Practical toll on workers. Reduced hours, poorer shift assignments, and fewer promotion opportunities are more likely when an employee’s score slips. Even a small difference repeated over hundreds of shifts quickly creates large wage gaps.

Organizational reputation and profitability. From a strictly financial standpoint, ignoring discrimination hurts staff morale, increases turnover, and can damage a company’s public image (Nunez-Smith et al. 2009; Heiserman and Simpson 2023). Conversely, addressing bias can stabilize the workforce and enhance service quality, as employees feel supported and fairly evaluated (Heskett et al. 1994; Hogreve et al. 2017).

Management and policy implications

Below I offer actionable steps for businesses and policymakers to mitigate customers’ biases in their ratings and their impact on front-line workers.

Management implications

Provide more objective information to reduce racial stereotypes. Based on our analysis, racial bias in customer evaluations is closely linked to uncertainty about the service experience, aligning with the theory of statistical discrimination (Phelps 1972; Arrow 1972). As such, mitigating customer racial biases should focus on providing reliable, objective information about servers’ performance and abilities. For example, ride-sharing platforms such as Uber and Lyft already provide passengers with key information about drivers, including their name, photo, tenure, and the number of completed rides. Similarly, many restaurants collect customer satisfaction data electronically, creating an opportunity to share objective performance metrics with diners. Restaurants could display information such as a server’s tenure, total number of customers served, or specialized training alongside their name and photo via digital receipts or tablets. By equipping customers with this objective data, restaurants may help mitigate racial biases and foster fairer evaluations of servers’ performance.

Address entrenched gender status hierarchies (internal actions).

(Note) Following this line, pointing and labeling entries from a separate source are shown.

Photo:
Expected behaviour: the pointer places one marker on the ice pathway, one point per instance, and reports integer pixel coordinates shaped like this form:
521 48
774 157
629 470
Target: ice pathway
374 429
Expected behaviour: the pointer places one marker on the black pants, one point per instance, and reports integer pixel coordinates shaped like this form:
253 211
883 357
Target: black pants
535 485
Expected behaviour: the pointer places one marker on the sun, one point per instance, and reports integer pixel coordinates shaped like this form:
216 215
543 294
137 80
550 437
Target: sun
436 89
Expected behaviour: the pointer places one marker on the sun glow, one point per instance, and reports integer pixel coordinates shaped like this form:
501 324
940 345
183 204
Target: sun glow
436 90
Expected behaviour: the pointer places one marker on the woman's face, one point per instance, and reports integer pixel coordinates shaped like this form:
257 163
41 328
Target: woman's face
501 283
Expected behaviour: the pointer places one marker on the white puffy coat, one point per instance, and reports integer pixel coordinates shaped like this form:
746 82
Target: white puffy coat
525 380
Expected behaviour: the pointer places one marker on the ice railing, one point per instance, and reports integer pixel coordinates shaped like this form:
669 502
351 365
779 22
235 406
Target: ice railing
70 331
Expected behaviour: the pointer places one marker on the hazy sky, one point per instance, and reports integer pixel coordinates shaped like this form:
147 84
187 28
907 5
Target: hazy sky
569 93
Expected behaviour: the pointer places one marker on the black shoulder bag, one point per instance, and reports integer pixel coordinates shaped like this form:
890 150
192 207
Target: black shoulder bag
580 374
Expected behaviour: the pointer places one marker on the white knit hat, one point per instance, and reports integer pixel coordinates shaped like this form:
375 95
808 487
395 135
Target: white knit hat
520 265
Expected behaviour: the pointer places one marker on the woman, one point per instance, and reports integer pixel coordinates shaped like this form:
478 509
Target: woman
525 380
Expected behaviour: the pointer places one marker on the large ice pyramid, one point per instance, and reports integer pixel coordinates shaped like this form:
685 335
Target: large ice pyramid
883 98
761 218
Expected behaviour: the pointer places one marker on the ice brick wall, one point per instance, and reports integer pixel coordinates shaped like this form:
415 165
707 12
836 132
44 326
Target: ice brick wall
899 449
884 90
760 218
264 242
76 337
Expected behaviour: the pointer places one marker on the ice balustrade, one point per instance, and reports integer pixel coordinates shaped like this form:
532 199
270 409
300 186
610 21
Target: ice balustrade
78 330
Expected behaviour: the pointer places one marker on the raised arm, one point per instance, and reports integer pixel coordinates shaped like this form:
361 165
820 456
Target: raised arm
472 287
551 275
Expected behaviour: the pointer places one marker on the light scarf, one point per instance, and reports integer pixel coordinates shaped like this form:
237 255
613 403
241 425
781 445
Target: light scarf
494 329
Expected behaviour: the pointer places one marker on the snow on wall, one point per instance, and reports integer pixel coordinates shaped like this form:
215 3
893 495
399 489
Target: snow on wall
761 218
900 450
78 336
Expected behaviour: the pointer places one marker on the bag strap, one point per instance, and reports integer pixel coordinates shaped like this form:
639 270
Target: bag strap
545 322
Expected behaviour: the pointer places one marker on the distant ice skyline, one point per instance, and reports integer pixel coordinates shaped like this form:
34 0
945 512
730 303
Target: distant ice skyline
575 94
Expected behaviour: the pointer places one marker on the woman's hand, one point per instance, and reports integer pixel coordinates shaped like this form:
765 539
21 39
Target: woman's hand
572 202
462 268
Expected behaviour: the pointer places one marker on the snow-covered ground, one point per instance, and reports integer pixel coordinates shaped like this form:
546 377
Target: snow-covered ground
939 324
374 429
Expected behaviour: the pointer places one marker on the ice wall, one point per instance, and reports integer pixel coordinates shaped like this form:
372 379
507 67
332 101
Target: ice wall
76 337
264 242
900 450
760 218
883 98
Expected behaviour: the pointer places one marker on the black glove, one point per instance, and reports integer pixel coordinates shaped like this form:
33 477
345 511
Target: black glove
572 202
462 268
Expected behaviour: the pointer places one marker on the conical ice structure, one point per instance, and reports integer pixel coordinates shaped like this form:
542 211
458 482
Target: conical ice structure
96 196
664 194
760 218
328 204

Providing customers with objective performance information may help mitigate racial bias. This approach, however, is likely to be less effective in addressing gender bias, which our analysis suggests is rooted in status‑based discrimination rather than information gaps (Foschi 2000). Employment in fine‑dining venues remains male‑dominated, signaling that men hold higher status in these roles and reinforcing outdated stereotypes (Hall 1993). Equally qualified women are 39% less likely to receive job offers and 35% less likely to be invited for interviews at upscale restaurants compared to men (Neumark et al. 1996). Management can disrupt this pattern by adopting fair, transparent hiring and promotion practices—blind resume reviews, standardized interview questions, and structured performance tests—that have reduced bias in other sectors (Goldin and Rouse 2000). Actively recruiting and advancing women into visible front‑of‑house roles will, over time, normalize their presence, erode the notion that men are “naturally” better suited to prestige service, and signal fairness to both staff and patrons. The payoff is not merely ethical: Greater gender diversity strengthens brand reputation, broadens the customer base, and boosts morale and retention (Hunt et al. 2015).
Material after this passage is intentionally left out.